THIS HOWTO IS NOW OBSOLETE!
As of VirtualBox version 2.1.4, USB support works properly "Out-of-the-Box" I strongly recommend following the following HowTo for installing VirtualBox 2.1.4 (PUEL): http://ubuntuforums.org/showthread.php?t=1074160
Below are the original instructions for version 2.0 through 2.1.2. Be warned, this howto is no longer maintained.
This is an expanded version of my howto that is included in the USB Devices section of the Virtualization Mega-Thread. NOTE! The Community Documentation for VirtualBox on Ubuntu describes an obsolete method that may or may not work with current (Hardy and Intrepid) versions of Ubuntu running VirtualBox 2.*. If you have attempted to enable USB support by following any other method, you must reverse any changes that you made before continuing.

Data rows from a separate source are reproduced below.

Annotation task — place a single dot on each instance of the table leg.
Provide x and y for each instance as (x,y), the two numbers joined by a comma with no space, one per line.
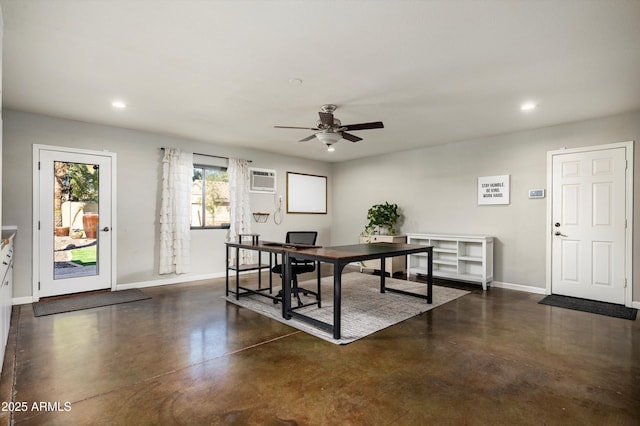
(383,274)
(318,290)
(337,299)
(430,276)
(259,270)
(270,273)
(286,286)
(227,271)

IF YOU ARE RUNNING A VERSION OF UBUNTU OLDER THAN 8.04, IT IS STRONGLY RECOMMENDED THAT YOU UPGRADE TO AT LEAST VERSION 8.04 LTS. I have only validated these instructions against Ubuntu 8.04 LTS and Ubuntu 8.10. They may not work with earlier version!
Note to KDE/Kubuntu users: These instructions are Gnome-centric, however they will work, with some modifications, in Kubuntu (and probably other Ubuntu derivatives). Some examples include:
- To access software sources & software installation in KDE, see Repositories/Kubuntu.
- Replace "gksudo gedit" with "kdesudo kate."
- K-menu --> System Settings --> Users and Groups is used to access user and group information.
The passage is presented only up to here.